Before the advent of girly magazines like Playboy, Hustler, and Penthouse, images of the iconic “pinup girl” were a source of sexual entertainment for men. Whether it was photography or illustration, images of sexy women were literally pinned the walls of filling stations, barber shops, and gentlemen’s clubs.
Envision the style of the 1950’s pin-up bombshell and more than likely Bettie Paige and Marilyn Monroe come to mind, and for good reason too. These women, and many more, were stunning examples of the era’s sex appeal—zaftig hourglass figures mixed with voluptuous curves, large breasts, and jiggling hips. Simply showing the tiniest hint of cleavage or thigh was enough to throw men into a fit of arousal.
But one extraordinary lady brought a new zest for life to the scene. Everyone, meet Hilda! Illustrated between 1957 and 1970, Hilda was the creation of artist Duane Bryers (1911-2012). Unlike the starlets of the time, Hilda was a realistic portrayal of the average american woman—proportions and all. To craft Hilda, Bryers sometimes got plus-size models, but more often than not, he made her up. So, instead of drawing the classically thin beauty with a cinched waistline, he let Hilda be herself, complete with deliciously thick thighs, bouncing booty, and cankles. But what made Hilda really special, was her confidence and playful persona. Even now, Hilda is an iconic representation of what is truly sexy—comfort in your own skin.
Instead of hiding beneath the typical 1950’s layered fashions and full swing skirts, Hilda was dressed in body hugging bathing suits. With the help of Bryers distinctive artistry, Hilda was alive as she flaunted her full figure without any shame. During a time when women were forced wear undergarments worse than the Spanx of today, Hilda was happy to let it all hang out and enjoy simple pleasures of life—like swinging on a tire over a river, playing guitar by the lake, repelling from a mountain side, and reading books in the bathtub. Day in and day out, it appears that Hilda had a full life complete with hot pursuits and fun adventures. Bryers created a positive representation of the big girl, as well as showing that plus-size women have the every right to be sexy, beautiful, and mostly, worthy of being pinned up on a wall.

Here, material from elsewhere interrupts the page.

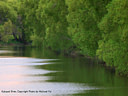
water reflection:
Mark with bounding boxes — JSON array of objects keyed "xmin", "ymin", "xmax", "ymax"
[{"xmin": 0, "ymin": 47, "xmax": 128, "ymax": 96}]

There is a reason why we get excited when we see someone like Hilda. She’s the kind of woman that goes beyond the limits of her waistline. She not afraid to explore sex, passion, and other worldly pleasures. She exudes sex appeal and refuses to cover it all up. Whether you believe she is fat or not, given the subjectivity of that term, the point remains that Hilda is real—not only in the eyes of the artist that created her, but in the eyes of the thousands of men that think, “damn, I wish I had a girl like that!”